By C-S $$\sum_{cyc}\frac{1}{8+a^2b}=\sum_{cyc}\frac{(a+kb+mc)^2}{(a+kb+mc)^2(8+a^2b)}\geq\frac{(1+k+m)^2(a+b+c)^2}{\sum\limits_{cyc}(a+kb+mc)^2(8+a^2b)}.$$ We'll choose values of $k$ and $m$ ( they are our bacteria) such that the inequality $$\frac{(1+k+m)^2(a+b+c)^2}{\sum\limits_{cyc}(a+kb+mc)^2(8+a^2b)}\geq\frac{1}{3}$$ would be true.
Since the equality in the starting inequality occurs for $a=b=c=1$ and again for
$(a,b,c)=(1,0,2)$ and for cyclic permutations of the last, we get the following system: $$\frac{a+kb+mc}{(a+kb+mc)^2(8+a^2b)}=\frac{b+kc+ma}{(b+kc+ma)^2(8+b^2c)}= \frac{c+ka+mb}{(c+ka+mb)^2(8+c^2a)}$$ or $$\frac{1}{(a+kb+mc)(8+a^2b)}=\frac{1}{(b+kc+ma)(8+b^2c)}= \frac{1}{(c+ka+mb)(8+c^2a)},$$ which is obviously true for $a=b=c=1$.
But for $(a,b,c)=(1,0,2)$ we obtain: $$\frac{1}{8(1+2m)}=\frac{1}{8(2k+m)}= \frac{1}{12(2+k)},$$ which gives $k=\frac{8}{5}$, $m=\frac{11}{5}$ and we can write: $$\sum_{cyc}\frac{1}{8+a^2b}=\sum_{cyc}\frac{(5a+8b+11c)^2}{(5a+8b+11c)^2(8+a^2b)}\geq$$ $$\geq\frac{\left(\sum\limits_{cyc}(5a+8b+11c)\right)^2}{\sum\limits_{cyc}(5a+8b+11c)^2(8+a^2b)}=\frac{576(a+b+c)^2}{\sum\limits_{cyc}(5a+8b+11c)^2(8+a^2b)}.$$ Id est, it's enough to prove that: $$\frac{576(a+b+c)^2}{\sum\limits_{cyc}(5a+8b+11c)^2(8+a^2b)}\geq\frac{1}{3},$$ which is fifth degree and the rest is smooth.
The book Inequalities by Por G. H. Hardy, J. E. Littlewood, G. Pólya.
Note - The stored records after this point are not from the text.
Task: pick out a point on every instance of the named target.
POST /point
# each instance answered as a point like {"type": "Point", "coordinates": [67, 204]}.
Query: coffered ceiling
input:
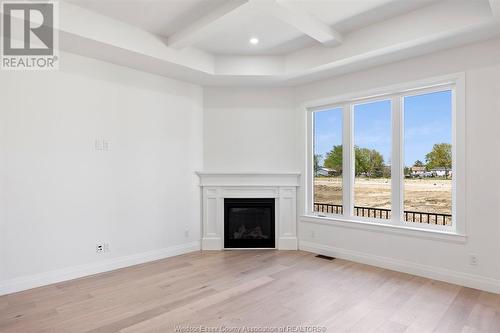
{"type": "Point", "coordinates": [208, 41]}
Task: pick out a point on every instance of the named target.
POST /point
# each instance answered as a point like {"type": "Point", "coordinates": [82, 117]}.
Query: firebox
{"type": "Point", "coordinates": [249, 223]}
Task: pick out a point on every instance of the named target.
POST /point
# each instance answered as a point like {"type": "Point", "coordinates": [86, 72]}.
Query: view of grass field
{"type": "Point", "coordinates": [427, 158]}
{"type": "Point", "coordinates": [423, 195]}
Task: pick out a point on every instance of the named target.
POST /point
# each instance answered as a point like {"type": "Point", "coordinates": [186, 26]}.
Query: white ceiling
{"type": "Point", "coordinates": [207, 40]}
{"type": "Point", "coordinates": [166, 17]}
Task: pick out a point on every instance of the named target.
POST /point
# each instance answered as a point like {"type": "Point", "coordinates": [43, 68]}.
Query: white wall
{"type": "Point", "coordinates": [264, 129]}
{"type": "Point", "coordinates": [59, 196]}
{"type": "Point", "coordinates": [249, 129]}
{"type": "Point", "coordinates": [435, 258]}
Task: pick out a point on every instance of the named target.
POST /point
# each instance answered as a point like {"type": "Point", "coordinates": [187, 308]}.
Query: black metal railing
{"type": "Point", "coordinates": [383, 213]}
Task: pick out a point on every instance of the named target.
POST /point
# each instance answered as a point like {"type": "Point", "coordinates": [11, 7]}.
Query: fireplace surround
{"type": "Point", "coordinates": [249, 223]}
{"type": "Point", "coordinates": [218, 186]}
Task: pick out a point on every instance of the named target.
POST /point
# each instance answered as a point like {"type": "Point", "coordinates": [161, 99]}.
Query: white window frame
{"type": "Point", "coordinates": [396, 93]}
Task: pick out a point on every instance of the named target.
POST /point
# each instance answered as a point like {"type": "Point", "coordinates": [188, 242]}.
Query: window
{"type": "Point", "coordinates": [328, 161]}
{"type": "Point", "coordinates": [388, 160]}
{"type": "Point", "coordinates": [428, 158]}
{"type": "Point", "coordinates": [372, 159]}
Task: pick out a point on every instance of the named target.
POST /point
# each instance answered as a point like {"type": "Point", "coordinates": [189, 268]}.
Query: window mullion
{"type": "Point", "coordinates": [347, 161]}
{"type": "Point", "coordinates": [397, 174]}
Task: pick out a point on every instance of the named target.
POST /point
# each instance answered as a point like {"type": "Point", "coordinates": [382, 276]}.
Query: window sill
{"type": "Point", "coordinates": [447, 236]}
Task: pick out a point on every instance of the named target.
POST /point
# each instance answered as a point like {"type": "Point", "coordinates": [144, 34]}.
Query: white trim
{"type": "Point", "coordinates": [454, 82]}
{"type": "Point", "coordinates": [431, 272]}
{"type": "Point", "coordinates": [377, 226]}
{"type": "Point", "coordinates": [74, 272]}
{"type": "Point", "coordinates": [381, 92]}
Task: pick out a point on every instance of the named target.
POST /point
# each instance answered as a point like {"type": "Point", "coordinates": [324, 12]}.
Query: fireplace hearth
{"type": "Point", "coordinates": [249, 223]}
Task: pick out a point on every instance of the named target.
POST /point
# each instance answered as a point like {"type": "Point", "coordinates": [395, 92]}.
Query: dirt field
{"type": "Point", "coordinates": [422, 195]}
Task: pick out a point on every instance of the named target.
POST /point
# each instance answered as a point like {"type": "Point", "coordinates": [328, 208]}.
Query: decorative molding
{"type": "Point", "coordinates": [385, 228]}
{"type": "Point", "coordinates": [431, 272]}
{"type": "Point", "coordinates": [69, 273]}
{"type": "Point", "coordinates": [258, 179]}
{"type": "Point", "coordinates": [219, 185]}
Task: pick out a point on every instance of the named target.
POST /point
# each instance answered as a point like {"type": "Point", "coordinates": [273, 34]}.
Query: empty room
{"type": "Point", "coordinates": [239, 166]}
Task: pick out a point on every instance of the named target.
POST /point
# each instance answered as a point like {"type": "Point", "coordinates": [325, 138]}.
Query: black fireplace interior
{"type": "Point", "coordinates": [249, 223]}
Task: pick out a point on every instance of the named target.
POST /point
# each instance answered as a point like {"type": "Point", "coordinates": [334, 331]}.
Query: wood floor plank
{"type": "Point", "coordinates": [253, 289]}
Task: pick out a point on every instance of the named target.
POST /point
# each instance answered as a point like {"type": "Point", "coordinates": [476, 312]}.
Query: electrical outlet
{"type": "Point", "coordinates": [102, 145]}
{"type": "Point", "coordinates": [99, 248]}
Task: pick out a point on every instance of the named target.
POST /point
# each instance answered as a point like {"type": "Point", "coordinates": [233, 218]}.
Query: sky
{"type": "Point", "coordinates": [427, 121]}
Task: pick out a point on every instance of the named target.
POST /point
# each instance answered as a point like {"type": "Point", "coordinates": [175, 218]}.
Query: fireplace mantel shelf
{"type": "Point", "coordinates": [218, 178]}
{"type": "Point", "coordinates": [218, 185]}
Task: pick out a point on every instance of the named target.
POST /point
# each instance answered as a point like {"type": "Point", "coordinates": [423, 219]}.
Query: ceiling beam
{"type": "Point", "coordinates": [495, 8]}
{"type": "Point", "coordinates": [192, 33]}
{"type": "Point", "coordinates": [301, 20]}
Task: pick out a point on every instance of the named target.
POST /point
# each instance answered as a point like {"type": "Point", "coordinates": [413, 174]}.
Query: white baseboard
{"type": "Point", "coordinates": [287, 243]}
{"type": "Point", "coordinates": [64, 274]}
{"type": "Point", "coordinates": [431, 272]}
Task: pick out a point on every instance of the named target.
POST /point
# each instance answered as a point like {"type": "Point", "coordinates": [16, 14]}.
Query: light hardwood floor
{"type": "Point", "coordinates": [253, 289]}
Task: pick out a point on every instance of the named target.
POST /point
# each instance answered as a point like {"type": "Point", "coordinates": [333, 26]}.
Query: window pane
{"type": "Point", "coordinates": [428, 158]}
{"type": "Point", "coordinates": [372, 158]}
{"type": "Point", "coordinates": [328, 161]}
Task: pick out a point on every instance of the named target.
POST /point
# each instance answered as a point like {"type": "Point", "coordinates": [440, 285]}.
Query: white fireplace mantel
{"type": "Point", "coordinates": [216, 186]}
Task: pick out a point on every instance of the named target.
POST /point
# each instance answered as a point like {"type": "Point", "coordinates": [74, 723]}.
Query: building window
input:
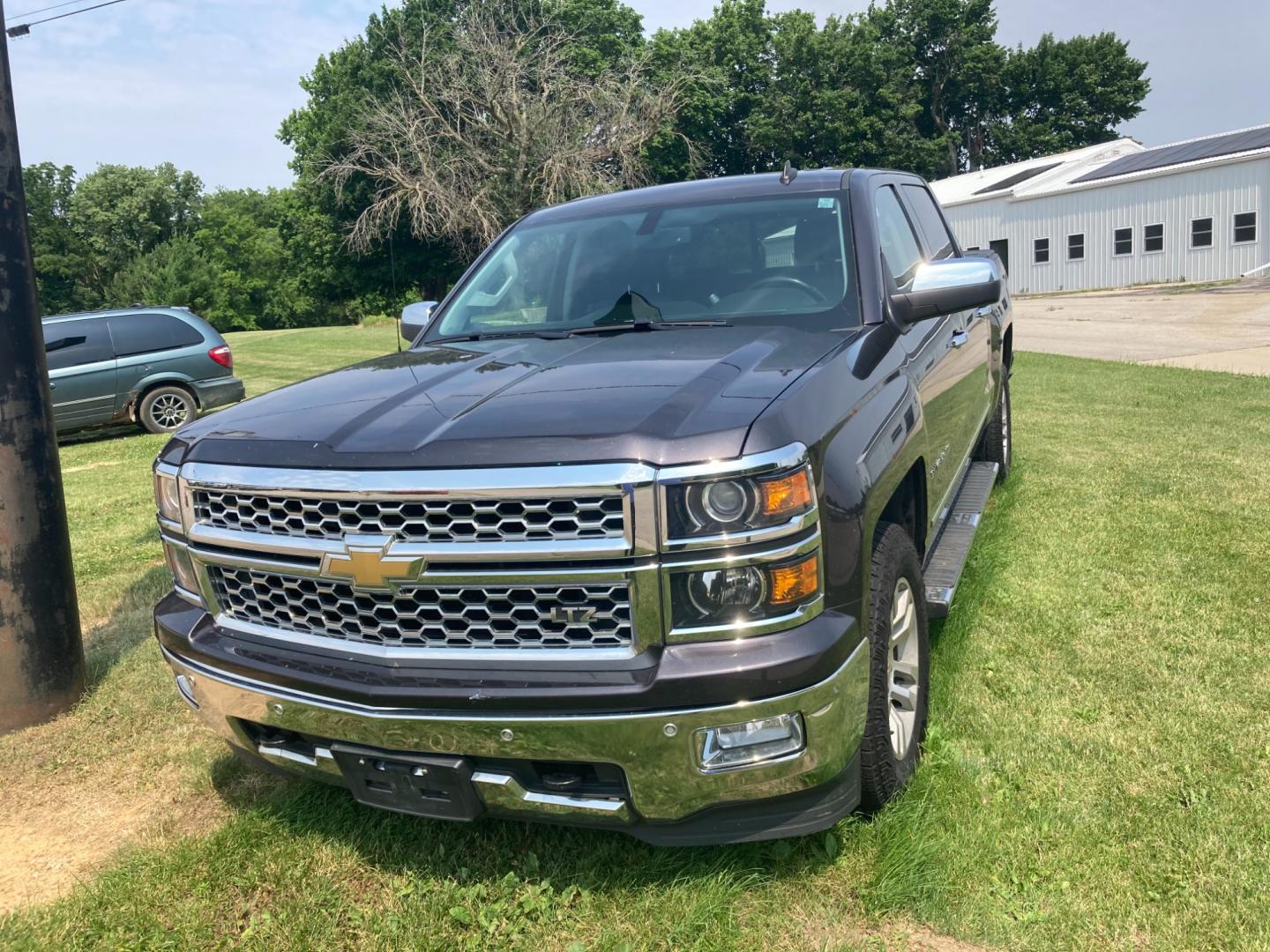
{"type": "Point", "coordinates": [1152, 239]}
{"type": "Point", "coordinates": [1201, 233]}
{"type": "Point", "coordinates": [1244, 227]}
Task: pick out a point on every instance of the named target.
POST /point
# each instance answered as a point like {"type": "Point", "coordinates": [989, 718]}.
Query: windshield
{"type": "Point", "coordinates": [765, 262]}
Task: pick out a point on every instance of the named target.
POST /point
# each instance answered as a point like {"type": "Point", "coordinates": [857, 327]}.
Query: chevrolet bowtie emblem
{"type": "Point", "coordinates": [366, 562]}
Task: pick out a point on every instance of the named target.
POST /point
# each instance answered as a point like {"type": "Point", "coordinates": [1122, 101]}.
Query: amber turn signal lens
{"type": "Point", "coordinates": [794, 583]}
{"type": "Point", "coordinates": [788, 494]}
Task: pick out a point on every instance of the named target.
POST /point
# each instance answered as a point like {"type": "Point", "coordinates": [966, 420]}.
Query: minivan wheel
{"type": "Point", "coordinates": [167, 409]}
{"type": "Point", "coordinates": [900, 660]}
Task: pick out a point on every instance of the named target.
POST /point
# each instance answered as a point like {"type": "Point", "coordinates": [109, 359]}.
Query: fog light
{"type": "Point", "coordinates": [727, 591]}
{"type": "Point", "coordinates": [751, 743]}
{"type": "Point", "coordinates": [182, 569]}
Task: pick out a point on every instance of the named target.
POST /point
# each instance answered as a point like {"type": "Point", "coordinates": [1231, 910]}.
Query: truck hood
{"type": "Point", "coordinates": [661, 398]}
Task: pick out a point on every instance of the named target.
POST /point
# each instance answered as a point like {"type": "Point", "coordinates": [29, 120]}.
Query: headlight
{"type": "Point", "coordinates": [738, 504]}
{"type": "Point", "coordinates": [167, 496]}
{"type": "Point", "coordinates": [743, 593]}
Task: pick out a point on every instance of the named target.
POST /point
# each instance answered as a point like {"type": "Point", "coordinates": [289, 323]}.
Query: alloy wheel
{"type": "Point", "coordinates": [902, 668]}
{"type": "Point", "coordinates": [169, 410]}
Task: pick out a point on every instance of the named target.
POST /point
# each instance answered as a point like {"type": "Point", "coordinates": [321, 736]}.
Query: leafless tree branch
{"type": "Point", "coordinates": [493, 121]}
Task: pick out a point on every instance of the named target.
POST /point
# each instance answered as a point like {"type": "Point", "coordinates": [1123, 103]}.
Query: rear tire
{"type": "Point", "coordinates": [167, 409]}
{"type": "Point", "coordinates": [900, 663]}
{"type": "Point", "coordinates": [998, 438]}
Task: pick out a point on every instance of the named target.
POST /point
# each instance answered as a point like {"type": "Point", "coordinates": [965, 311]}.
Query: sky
{"type": "Point", "coordinates": [205, 84]}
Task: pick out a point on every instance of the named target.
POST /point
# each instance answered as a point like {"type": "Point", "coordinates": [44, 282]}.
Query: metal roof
{"type": "Point", "coordinates": [1181, 152]}
{"type": "Point", "coordinates": [1011, 181]}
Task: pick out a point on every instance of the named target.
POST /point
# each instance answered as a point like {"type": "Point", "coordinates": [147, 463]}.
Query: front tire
{"type": "Point", "coordinates": [167, 409]}
{"type": "Point", "coordinates": [900, 661]}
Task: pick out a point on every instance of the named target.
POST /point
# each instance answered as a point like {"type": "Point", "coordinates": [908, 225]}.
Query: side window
{"type": "Point", "coordinates": [897, 239]}
{"type": "Point", "coordinates": [147, 333]}
{"type": "Point", "coordinates": [938, 242]}
{"type": "Point", "coordinates": [72, 343]}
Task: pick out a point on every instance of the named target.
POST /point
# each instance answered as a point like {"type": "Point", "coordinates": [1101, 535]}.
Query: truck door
{"type": "Point", "coordinates": [969, 354]}
{"type": "Point", "coordinates": [80, 372]}
{"type": "Point", "coordinates": [929, 346]}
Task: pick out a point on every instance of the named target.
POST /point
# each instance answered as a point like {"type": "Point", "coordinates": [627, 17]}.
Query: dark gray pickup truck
{"type": "Point", "coordinates": [643, 532]}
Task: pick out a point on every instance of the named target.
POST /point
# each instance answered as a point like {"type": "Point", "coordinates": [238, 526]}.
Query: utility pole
{"type": "Point", "coordinates": [41, 652]}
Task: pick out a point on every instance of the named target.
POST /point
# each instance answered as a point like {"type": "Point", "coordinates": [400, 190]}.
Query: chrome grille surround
{"type": "Point", "coordinates": [637, 562]}
{"type": "Point", "coordinates": [437, 519]}
{"type": "Point", "coordinates": [430, 617]}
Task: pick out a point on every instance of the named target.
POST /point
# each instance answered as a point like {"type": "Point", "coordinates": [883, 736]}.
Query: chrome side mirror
{"type": "Point", "coordinates": [415, 317]}
{"type": "Point", "coordinates": [946, 287]}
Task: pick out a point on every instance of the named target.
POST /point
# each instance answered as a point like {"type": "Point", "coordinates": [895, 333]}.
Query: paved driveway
{"type": "Point", "coordinates": [1224, 328]}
You also have the elementary triangle inequality, and Radon's inequality (which is sometimes called Titu's lemma in the Olympiad context, although Radon's is both older and stronger).
In the Olympiad problems context there are lots of books and lecture notes about this subject. You have for example Secrets in inequalities by Hung (in two volumes), A brief introduction to inequalities by Lugo, A is lesser than B by Kedlaya, Basics of olympiad inequalities by Riasat, and Olympiad inequalities by Mildorf.